Один год - Герман Юрий Павлович. Страница 133
– Ну не ври, не ври, – прервал Лапшин. – Давид журналист солдатский, я его всегда с интересом читаю. И не врун, не писал он, как ворона на мине подорвалась.
Сразу потолстев от ватника и шинели, Окошкин крепко затянул ремень, поправил ушанку и еще закурил своего табачку на дорогу. Вид у него был исправный, но изрядно усталый.
– Тихо стало у нас, – сказал он задумчиво, – знакомого народу почти никого. А жулики по-прежнему шуруют?
– Шуруют, Вася.
– И богатые дела есть?
– Особо богатых нет.
– Ну что ж… пожелаю вам…
Они обнялись, поцеловались, и Василий отбыл на Финляндский вокзал. В суд Лапшину надо было к двум часам, времени еще оставалось, как любил выражаться Окошкин, «вагон и маленькая тележка». Вполне можно было поспеть в госпиталь.
Лапшин уже одевался, когда позвонила антроповская Лизавета.
– Ни один телефон нигде не отвечает, – сказала она. – Александра Петровича ни утром, ни вечером, ни даже ночью дома нет.
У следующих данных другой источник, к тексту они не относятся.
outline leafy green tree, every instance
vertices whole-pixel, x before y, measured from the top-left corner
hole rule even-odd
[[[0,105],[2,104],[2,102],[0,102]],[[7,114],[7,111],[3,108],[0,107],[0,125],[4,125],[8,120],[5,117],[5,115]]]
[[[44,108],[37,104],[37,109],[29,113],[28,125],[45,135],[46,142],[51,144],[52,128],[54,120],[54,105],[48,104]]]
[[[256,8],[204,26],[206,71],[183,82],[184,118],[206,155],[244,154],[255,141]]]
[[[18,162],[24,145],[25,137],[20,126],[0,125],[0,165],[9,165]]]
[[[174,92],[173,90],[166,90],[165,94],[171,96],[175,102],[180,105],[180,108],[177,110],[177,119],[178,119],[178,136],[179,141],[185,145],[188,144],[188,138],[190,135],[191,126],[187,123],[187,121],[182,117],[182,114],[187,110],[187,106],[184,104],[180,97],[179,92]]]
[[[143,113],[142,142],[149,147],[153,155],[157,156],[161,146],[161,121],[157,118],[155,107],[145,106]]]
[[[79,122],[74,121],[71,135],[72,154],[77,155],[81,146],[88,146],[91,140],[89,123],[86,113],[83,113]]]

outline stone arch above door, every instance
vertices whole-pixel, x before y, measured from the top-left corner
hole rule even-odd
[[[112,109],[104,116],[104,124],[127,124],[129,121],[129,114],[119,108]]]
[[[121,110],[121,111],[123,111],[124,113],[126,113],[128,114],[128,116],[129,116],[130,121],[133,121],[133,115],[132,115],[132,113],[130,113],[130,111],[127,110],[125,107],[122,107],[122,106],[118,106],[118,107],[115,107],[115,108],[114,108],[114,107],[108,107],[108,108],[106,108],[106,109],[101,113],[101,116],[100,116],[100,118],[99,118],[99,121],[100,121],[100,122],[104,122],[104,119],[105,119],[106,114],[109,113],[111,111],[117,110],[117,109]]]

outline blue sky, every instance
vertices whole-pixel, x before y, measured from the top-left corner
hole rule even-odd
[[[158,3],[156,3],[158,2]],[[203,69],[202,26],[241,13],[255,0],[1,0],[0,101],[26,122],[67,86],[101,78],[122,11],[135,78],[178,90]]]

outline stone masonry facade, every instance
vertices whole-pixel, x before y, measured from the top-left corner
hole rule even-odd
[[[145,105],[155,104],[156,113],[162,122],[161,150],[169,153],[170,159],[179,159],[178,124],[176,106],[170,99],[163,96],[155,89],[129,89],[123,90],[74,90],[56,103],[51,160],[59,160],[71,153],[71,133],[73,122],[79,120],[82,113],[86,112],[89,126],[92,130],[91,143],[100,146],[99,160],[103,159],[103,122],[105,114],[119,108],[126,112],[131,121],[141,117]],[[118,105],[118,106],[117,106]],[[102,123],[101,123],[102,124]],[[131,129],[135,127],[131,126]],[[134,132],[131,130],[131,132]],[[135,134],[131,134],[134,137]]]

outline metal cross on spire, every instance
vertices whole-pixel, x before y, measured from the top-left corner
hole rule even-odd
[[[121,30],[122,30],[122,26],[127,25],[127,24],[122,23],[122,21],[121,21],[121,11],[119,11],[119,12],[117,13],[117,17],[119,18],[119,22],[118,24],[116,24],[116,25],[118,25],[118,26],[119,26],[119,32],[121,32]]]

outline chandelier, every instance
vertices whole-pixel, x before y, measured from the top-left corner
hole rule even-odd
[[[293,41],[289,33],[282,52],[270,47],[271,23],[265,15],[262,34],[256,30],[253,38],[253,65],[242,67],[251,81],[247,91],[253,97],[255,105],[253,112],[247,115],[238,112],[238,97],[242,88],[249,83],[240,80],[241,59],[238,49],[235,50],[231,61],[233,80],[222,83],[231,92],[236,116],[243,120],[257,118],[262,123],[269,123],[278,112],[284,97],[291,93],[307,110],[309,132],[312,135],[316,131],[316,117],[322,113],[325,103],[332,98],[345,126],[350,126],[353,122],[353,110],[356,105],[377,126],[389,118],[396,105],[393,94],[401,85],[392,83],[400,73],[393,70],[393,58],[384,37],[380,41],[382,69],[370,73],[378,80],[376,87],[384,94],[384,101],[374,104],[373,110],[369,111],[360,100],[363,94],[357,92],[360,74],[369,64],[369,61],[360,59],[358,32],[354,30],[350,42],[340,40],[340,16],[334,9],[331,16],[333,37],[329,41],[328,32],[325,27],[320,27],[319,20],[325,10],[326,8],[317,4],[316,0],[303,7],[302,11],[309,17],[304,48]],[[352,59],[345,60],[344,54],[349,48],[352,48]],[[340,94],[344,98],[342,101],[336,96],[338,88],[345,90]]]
Простите, что вас потревожила, Иван Михайлович, где моего Айболита можно отыскать, как вы думаете?
Иван Михайлович помолчал и вздохнул.
– Вы слушаете?
– Слушаю.
– Не знаете, где его искать?
– Поскольку сейчас война, а он – хирург, предполагаю, в бывшей его клинике, а нынче в госпитале.
– Туда дозвониться невозможно, – с раздражением в голосе сказала Лизавета. – То занято, то никто не отвечает, то он на операции.
– Так ведь война же, – сдерживаясь, чтобы не выругаться, произнес Лапшин. – Война! Занят человек, работает.
И, неожиданно для самого себя, предложил:
– Я сейчас туда еду, если хотите его увидеть, поедем со мной.
– Дело не в том, хочу я его видеть или не хочу, – суховато ответила Лизавета. – Дело в том, что мой дядя, профессор Багулин, – не слышали такого? Он известный терапевт, профессор и так далее, вдруг закапризничал и не желает ложиться на операцию без Айболита. Он говорит про себя, что сам профессор и нуждается не в профессоре, а в докторе, во враче. Он вообще чудак…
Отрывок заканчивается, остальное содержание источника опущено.